BMW Australia corporate communications general manager Lenore Fletcher said the car-maker had helped the FCAI with the study.

“I think the big difference when you look at Australia, our cars tend to be a much higher specification (than cars sold overseas), so our vehicles have a lot more specification in them than for a lot of vehicles, say, in Europe, where they are a fleet vehicle,” Ms Fletcher said.

However, she declined to say if BMW would sell more cars in Australia if their prices were more closely aligned with some international markets.

The FCAI report looked at a number of luxury marques and compared the price of vehicles including Audi’s A3 hatchback, A4 sedan and Q5 SUV, a BMW 3 Series sedan, Mercedes-Benz A-Class hatchback, C-Class sedan, A45 AMG performance hatchback and ML-Class SUV, as well as the Land Rover Freelander and Range Rover Evoque small SUVs and Range Rover Sport large SUV.

All were priced within about 10 per cent of the British equivalent of the vehicle, according to the FCAI data, with only four vehicles slightly more expensive than their UK counterparts.

FCAI managing director Tony Weber said comparing the ticket price of a car in different markets was often not a good indication of how well they stacked up against each other.

“You’ve got to compare apples with apples,” Mr Weber said. “Cars are specified to substantially different levels in different markets, and we typically have a very high specification level in Australia.

“We’ve seen all these numbers, and you can buy a number of cars that are the same car, but with different specification, but much cheaper in other markets.

“That’s why we went to so much trouble to go and get the independent analysis from Polk IHS and then went and got our members to double-check that to make sure we are comparing apples with apples.” Mr Weber said the FCAI could not cross-check the prices of all 350 models on sale on the Australian market, nor could it weigh Australian pricing against every other overseas market.

“We don’t dispute that there are examples out there where the cars are cheaper overseas,” he said.

“Those examples are on our list. But you’ve got to do a much more thorough analysis than a quick analysis.” Mr Rose said Australia’s government should step in and force luxury car-makers to price vehicles in line with other international markets.
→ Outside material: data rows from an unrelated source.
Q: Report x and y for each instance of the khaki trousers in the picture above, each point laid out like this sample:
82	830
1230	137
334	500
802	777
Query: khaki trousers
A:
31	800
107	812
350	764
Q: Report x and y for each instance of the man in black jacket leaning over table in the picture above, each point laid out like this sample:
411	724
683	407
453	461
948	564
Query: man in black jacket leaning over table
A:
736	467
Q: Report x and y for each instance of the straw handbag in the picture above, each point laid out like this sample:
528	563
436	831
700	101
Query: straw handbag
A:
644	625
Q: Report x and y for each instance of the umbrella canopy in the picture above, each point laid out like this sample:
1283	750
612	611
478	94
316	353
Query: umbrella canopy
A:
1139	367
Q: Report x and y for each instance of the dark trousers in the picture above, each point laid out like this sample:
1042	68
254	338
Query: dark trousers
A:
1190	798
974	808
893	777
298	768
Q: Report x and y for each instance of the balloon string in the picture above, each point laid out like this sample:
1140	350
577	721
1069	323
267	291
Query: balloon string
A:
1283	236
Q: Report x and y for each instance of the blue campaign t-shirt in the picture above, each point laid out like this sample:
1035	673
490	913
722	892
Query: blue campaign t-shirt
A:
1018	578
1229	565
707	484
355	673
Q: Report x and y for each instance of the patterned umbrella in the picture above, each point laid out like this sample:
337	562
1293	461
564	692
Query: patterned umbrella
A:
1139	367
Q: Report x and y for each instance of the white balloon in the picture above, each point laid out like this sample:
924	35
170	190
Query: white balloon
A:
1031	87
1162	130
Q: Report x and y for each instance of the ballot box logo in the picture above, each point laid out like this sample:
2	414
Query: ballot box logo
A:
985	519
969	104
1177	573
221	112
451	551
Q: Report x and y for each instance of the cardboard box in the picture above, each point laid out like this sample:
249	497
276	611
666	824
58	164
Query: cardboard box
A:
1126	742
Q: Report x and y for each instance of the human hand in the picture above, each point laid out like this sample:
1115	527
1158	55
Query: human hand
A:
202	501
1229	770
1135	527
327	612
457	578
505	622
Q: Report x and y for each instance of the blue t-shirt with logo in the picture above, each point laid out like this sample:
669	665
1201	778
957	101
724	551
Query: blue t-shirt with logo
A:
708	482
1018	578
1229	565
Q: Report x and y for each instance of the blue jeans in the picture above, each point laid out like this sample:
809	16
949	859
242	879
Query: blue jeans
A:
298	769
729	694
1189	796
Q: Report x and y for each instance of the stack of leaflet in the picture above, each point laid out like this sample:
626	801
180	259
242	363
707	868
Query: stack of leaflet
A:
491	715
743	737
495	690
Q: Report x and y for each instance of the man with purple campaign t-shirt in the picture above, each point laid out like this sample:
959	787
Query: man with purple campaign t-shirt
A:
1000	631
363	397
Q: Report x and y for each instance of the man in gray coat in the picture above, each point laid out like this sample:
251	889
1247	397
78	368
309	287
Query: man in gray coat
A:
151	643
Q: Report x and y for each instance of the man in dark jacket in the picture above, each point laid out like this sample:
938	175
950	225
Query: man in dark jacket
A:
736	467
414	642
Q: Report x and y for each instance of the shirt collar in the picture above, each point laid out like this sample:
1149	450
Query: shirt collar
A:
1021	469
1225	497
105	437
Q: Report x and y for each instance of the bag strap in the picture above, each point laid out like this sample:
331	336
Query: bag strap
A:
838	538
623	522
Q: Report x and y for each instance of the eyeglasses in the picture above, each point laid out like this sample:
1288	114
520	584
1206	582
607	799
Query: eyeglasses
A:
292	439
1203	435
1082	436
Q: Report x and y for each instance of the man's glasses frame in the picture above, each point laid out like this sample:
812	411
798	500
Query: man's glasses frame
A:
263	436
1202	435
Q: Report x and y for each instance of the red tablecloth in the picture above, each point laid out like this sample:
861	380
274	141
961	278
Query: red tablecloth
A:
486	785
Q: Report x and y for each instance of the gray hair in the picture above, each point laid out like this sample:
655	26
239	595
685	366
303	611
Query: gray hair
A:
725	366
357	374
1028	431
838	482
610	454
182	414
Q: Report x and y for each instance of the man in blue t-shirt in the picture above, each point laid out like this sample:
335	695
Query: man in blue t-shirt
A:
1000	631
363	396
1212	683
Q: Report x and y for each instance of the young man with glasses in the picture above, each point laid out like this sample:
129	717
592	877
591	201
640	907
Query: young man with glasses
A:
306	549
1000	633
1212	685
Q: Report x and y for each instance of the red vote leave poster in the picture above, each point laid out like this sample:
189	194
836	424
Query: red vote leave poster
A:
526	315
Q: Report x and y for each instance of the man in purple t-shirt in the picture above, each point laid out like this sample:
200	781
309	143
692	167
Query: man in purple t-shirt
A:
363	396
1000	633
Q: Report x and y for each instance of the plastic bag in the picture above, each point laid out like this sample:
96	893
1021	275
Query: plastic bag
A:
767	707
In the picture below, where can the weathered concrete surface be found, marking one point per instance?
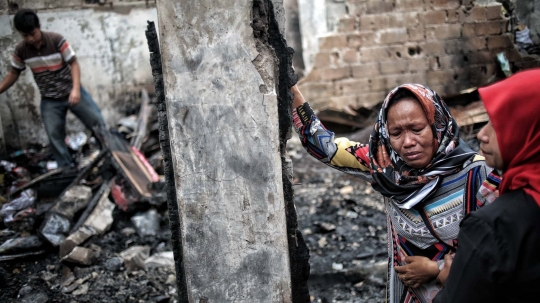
(528, 13)
(111, 49)
(223, 127)
(293, 34)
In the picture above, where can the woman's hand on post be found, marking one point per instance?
(417, 271)
(298, 98)
(443, 274)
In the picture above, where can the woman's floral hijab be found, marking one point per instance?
(408, 186)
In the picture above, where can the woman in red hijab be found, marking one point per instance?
(498, 259)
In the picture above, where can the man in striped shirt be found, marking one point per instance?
(57, 74)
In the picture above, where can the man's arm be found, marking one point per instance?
(9, 79)
(75, 95)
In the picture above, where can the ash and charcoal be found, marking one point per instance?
(94, 233)
(344, 224)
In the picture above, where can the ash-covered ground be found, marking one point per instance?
(341, 218)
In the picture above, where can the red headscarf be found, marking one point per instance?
(513, 105)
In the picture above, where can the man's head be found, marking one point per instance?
(27, 23)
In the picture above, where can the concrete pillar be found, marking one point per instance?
(225, 70)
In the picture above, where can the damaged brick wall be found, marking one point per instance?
(449, 45)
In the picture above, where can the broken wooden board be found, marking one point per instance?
(129, 164)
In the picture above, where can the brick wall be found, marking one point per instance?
(449, 45)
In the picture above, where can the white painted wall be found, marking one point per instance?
(312, 26)
(112, 52)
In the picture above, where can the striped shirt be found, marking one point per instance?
(49, 64)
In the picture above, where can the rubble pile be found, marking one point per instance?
(344, 224)
(97, 232)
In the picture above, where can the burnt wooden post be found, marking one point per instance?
(222, 82)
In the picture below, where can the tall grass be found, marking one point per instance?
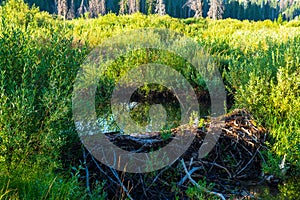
(40, 57)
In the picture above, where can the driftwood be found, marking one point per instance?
(230, 168)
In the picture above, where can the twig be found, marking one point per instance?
(190, 173)
(248, 162)
(220, 166)
(101, 170)
(87, 178)
(198, 186)
(120, 182)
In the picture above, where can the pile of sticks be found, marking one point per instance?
(234, 164)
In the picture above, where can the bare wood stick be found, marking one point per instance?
(198, 186)
(248, 162)
(101, 170)
(220, 166)
(120, 182)
(87, 178)
(190, 173)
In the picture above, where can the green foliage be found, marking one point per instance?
(39, 59)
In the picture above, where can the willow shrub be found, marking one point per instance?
(37, 73)
(274, 99)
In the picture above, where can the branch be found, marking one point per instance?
(197, 185)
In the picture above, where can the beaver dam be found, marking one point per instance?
(233, 169)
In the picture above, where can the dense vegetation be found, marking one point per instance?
(40, 57)
(237, 9)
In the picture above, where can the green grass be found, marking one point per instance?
(40, 57)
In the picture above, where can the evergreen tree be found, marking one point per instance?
(160, 7)
(196, 6)
(216, 9)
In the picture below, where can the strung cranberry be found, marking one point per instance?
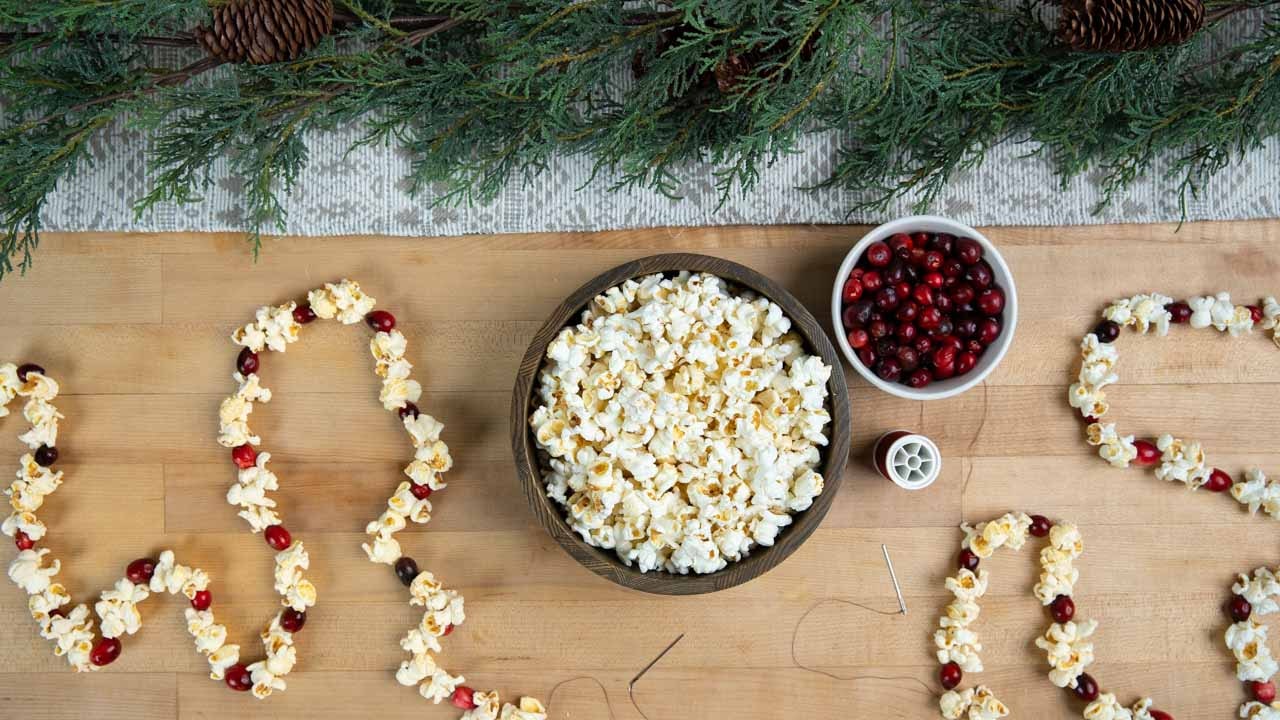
(1063, 609)
(462, 698)
(1217, 481)
(238, 678)
(919, 378)
(202, 600)
(1180, 311)
(304, 314)
(1147, 454)
(853, 290)
(245, 456)
(27, 368)
(406, 569)
(991, 301)
(950, 675)
(380, 320)
(878, 254)
(929, 318)
(278, 537)
(1086, 688)
(1239, 609)
(968, 250)
(1264, 692)
(292, 620)
(888, 369)
(140, 570)
(886, 299)
(1107, 331)
(988, 331)
(410, 410)
(105, 652)
(1041, 525)
(46, 455)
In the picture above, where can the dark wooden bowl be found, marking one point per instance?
(604, 563)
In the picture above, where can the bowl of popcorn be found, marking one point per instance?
(924, 308)
(680, 424)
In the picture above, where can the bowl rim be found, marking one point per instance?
(1002, 276)
(607, 564)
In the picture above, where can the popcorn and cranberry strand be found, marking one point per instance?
(72, 630)
(1173, 459)
(1066, 642)
(274, 328)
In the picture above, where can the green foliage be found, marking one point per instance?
(483, 94)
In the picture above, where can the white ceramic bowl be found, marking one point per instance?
(1000, 273)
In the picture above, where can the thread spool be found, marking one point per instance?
(906, 459)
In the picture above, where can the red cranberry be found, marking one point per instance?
(1147, 454)
(46, 455)
(1041, 525)
(878, 254)
(1264, 692)
(105, 651)
(919, 378)
(979, 274)
(140, 570)
(245, 456)
(304, 314)
(991, 301)
(238, 678)
(1107, 331)
(462, 698)
(278, 537)
(853, 290)
(1239, 609)
(1180, 311)
(950, 675)
(27, 368)
(247, 361)
(292, 620)
(1063, 609)
(202, 600)
(380, 320)
(968, 250)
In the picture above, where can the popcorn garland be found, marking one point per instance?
(1066, 643)
(275, 328)
(1173, 459)
(72, 630)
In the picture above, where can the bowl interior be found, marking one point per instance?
(1001, 274)
(604, 563)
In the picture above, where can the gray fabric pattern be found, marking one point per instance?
(362, 194)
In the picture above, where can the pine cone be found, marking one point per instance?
(265, 31)
(1121, 26)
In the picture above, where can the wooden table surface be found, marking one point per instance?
(136, 331)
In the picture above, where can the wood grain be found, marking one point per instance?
(136, 327)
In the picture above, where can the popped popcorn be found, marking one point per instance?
(693, 479)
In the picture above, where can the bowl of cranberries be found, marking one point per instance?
(924, 308)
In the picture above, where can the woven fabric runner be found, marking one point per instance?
(362, 194)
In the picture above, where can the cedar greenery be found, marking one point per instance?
(483, 94)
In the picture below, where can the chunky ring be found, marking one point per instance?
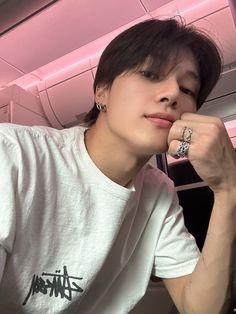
(187, 133)
(182, 150)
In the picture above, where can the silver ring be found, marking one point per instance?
(182, 150)
(187, 133)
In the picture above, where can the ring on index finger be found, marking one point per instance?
(182, 150)
(187, 134)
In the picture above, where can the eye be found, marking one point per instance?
(149, 75)
(187, 91)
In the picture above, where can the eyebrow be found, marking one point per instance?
(193, 75)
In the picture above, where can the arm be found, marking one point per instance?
(209, 289)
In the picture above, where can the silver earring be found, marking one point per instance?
(101, 107)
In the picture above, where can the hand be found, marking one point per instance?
(210, 151)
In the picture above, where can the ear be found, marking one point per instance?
(101, 95)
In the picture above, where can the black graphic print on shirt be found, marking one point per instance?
(54, 285)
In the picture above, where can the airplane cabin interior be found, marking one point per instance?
(49, 51)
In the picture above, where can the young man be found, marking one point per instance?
(86, 220)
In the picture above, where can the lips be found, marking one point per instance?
(161, 119)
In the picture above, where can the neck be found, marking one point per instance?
(112, 156)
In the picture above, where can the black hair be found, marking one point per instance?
(159, 42)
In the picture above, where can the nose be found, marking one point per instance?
(168, 93)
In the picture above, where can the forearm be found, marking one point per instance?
(210, 289)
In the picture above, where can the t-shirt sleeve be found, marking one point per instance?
(176, 252)
(8, 183)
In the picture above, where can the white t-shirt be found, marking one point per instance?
(72, 240)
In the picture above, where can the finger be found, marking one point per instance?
(175, 148)
(188, 116)
(179, 126)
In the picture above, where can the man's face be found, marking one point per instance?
(141, 108)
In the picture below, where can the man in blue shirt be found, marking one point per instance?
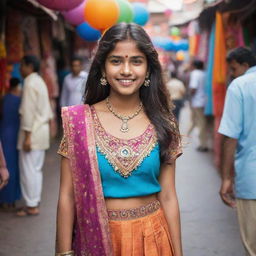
(238, 125)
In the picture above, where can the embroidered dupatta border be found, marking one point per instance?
(91, 232)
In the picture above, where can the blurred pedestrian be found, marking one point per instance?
(117, 193)
(4, 174)
(238, 125)
(197, 103)
(9, 128)
(74, 84)
(177, 91)
(34, 134)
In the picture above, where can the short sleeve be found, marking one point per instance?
(175, 147)
(63, 148)
(232, 119)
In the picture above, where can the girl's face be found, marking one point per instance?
(126, 68)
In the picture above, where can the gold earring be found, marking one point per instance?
(103, 81)
(147, 82)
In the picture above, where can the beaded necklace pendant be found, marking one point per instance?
(125, 156)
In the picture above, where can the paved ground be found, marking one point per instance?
(209, 228)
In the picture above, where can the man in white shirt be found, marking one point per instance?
(34, 134)
(198, 100)
(74, 84)
(177, 91)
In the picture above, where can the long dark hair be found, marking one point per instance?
(155, 98)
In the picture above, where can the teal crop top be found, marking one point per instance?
(128, 168)
(142, 182)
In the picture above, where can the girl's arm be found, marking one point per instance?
(66, 209)
(169, 202)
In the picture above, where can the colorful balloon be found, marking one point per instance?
(180, 56)
(125, 11)
(101, 14)
(141, 14)
(175, 31)
(75, 16)
(60, 5)
(88, 33)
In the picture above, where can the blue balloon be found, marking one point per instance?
(88, 33)
(164, 43)
(141, 14)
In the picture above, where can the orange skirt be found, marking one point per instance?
(144, 236)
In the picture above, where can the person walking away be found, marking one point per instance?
(4, 173)
(34, 134)
(198, 100)
(74, 84)
(238, 125)
(9, 128)
(177, 91)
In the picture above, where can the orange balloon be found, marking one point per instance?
(101, 14)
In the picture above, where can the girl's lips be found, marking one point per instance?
(125, 82)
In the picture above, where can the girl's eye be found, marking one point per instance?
(137, 62)
(115, 61)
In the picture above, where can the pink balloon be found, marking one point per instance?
(76, 15)
(60, 5)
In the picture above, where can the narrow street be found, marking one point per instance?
(209, 228)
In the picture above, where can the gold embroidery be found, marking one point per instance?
(63, 148)
(125, 156)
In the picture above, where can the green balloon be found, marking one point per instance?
(175, 31)
(125, 11)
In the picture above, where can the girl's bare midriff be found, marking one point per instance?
(126, 203)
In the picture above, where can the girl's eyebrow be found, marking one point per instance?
(120, 57)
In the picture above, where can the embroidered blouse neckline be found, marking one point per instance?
(96, 118)
(124, 155)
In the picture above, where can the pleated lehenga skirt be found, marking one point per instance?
(142, 236)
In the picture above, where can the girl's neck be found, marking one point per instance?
(124, 104)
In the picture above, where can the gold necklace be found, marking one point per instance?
(125, 119)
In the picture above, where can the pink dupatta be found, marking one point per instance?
(91, 230)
“They need to get these people, and hit them, and say to them, ‘Look, here are the prices in the world, you’re gouging Australians, that’s to a higher cost of living which in turn is putting cost pressure on Australians, which is upsetting the apple cart’. Now, we want world’s best prices, or we’re going to fine you’.

“Why should you or I be deprived of driving a 7 Series because we have to pay $300,000 for it when overseas they buy it for $100,000?” Mr Rose said if the likes of BMW and Mercedes-Benz had to bring Australian car prices in line with other world markets, their large corporate headquarters here would be decimated.

“They’d just have to shed staff,” he said. “And so they should, because they’re a sales company, they’re not a manufacturer.

“If you or I could go to Munich and get the import concessions to get the cars here, do you think we would have a Taj Mahal (corporate headquarters) down the road like BMW or Mercedes-Benz? “There’d be no way we’d just about have to sell them out of the back of the garage at home at 20,000 cars, keeping things as lean and mean as we possibly could.”